- Les chercheurs ont construit une IA capable d’apprendre des tâches à partir d’instructions textuelles, puis de communiquer ces connaissances à d’autres systèmes d’IA. Cela élimine le besoin de formation individuelle pour chaque IA, rationalisant ainsi le développement.
- Le réseau d’IA comprend des phrases complètes, imitant l’interaction humaine. Cette avancée dans le traitement du langage naturel (NLP) permet à l’IA de collaborer plus efficacement avec les humains.
- Bien qu’elle ne soit pas sensible, cette communication de l’IA ouvre la voie à une exploration plus approfondie. Cela suscite des discussions sur les avantages et les inconvénients potentiels de l’IA dans la société, y compris des inquiétudes quant au dépassement du contrôle humain.
Une équipe de chercheurs a développé une IA capable de communiquer entre eux. Ce modèle innovant est conçu pour acquérir des connaissances et exécuter des tâches à partir de directives textuelles, transférant ensuite ces connaissances à d’autres systèmes d’IA, selon les chercheurs. Les détails de cette avancée et de l’évolution de l’IA ont été publiés dans la revue Nature.
Comment les chercheurs y sont-ils parvenus ?

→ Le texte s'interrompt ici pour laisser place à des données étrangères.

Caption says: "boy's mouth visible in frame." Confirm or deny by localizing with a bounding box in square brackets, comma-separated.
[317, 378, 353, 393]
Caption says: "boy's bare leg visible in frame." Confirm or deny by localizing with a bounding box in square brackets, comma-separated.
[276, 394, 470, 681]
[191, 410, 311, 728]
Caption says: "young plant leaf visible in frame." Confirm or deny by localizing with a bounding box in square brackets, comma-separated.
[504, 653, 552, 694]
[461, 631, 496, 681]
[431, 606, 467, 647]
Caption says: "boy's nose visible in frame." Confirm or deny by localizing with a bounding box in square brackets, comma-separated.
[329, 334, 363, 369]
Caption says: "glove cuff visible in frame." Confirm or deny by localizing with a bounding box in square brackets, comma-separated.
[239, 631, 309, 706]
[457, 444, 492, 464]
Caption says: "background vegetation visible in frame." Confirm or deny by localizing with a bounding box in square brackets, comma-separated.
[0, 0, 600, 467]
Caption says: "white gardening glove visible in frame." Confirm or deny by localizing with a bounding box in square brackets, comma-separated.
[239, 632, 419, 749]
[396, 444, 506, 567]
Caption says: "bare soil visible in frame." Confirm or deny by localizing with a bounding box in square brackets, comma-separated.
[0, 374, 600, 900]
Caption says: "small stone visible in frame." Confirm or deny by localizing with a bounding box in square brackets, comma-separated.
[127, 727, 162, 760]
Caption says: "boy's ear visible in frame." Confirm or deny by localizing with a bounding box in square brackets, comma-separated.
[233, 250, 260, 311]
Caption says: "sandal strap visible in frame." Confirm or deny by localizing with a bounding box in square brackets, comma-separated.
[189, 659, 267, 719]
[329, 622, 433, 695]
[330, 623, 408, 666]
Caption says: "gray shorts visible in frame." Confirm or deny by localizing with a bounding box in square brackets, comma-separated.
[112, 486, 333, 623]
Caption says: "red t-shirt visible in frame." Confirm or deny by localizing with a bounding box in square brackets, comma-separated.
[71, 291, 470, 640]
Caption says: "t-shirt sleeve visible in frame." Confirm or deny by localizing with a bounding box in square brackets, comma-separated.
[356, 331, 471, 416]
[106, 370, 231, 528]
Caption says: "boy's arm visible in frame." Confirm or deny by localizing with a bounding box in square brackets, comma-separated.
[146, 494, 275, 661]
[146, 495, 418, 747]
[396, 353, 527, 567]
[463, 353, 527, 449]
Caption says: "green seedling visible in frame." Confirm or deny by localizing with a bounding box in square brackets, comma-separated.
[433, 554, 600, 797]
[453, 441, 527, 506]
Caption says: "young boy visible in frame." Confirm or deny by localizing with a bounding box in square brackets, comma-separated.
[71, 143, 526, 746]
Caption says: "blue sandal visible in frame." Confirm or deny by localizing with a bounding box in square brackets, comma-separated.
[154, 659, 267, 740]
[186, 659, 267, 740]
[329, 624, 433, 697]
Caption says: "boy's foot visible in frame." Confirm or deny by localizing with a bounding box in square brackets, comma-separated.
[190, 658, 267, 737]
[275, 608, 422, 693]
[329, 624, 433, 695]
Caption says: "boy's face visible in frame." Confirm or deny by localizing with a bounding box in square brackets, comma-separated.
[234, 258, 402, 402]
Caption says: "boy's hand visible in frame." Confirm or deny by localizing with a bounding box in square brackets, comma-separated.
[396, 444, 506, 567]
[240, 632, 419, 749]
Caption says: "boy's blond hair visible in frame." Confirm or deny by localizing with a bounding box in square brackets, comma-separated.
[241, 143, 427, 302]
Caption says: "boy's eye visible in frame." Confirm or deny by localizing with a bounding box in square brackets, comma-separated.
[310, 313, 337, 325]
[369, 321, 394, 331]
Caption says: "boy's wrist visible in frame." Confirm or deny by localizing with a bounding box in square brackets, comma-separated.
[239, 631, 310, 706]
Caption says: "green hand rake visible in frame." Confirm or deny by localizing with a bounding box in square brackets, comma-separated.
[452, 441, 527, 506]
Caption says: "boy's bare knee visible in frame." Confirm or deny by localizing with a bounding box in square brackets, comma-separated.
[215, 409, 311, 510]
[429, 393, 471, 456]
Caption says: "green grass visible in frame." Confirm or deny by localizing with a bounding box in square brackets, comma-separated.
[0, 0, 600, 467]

Pour évaluer son efficacité, les chercheurs ont permis à une IA de maîtriser une tâche en utilisant les instructions fournies. Cette IA était alors capable de partager ses connaissances avec une autre IA, dite « sœur », permettant à cette dernière d’accomplir les tâches confiées sans avoir besoin de formation ou d’expérience préalable. Cette avancée marque un bond en avant significatif pour les réseaux d’IA, démontrant les immenses possibilités offertes par l’intégration du traitement du langage naturel (NLP) dans la technologie de l’IA.
Les chercheurs ont fait progresser l’intelligence artificielle en explorant des agents capables de communiquer directement et d’apprendre mutuellement des tâches. La percée implique la construction d’un réseau d’IA formé uniquement sur des instructions écrites, qui transmet ensuite ses connaissances à une IA homologue. Cette étape importante repose sur l’exploitation du traitement du langage naturel, permettant aux machines de comprendre et de reproduire naturellement le langage humain. Le réseau d’IA comprend des réseaux de neurones, des assemblages complexes d’algorithmes d’apprentissage automatique calqués sur la structure neuronale du cerveau humain.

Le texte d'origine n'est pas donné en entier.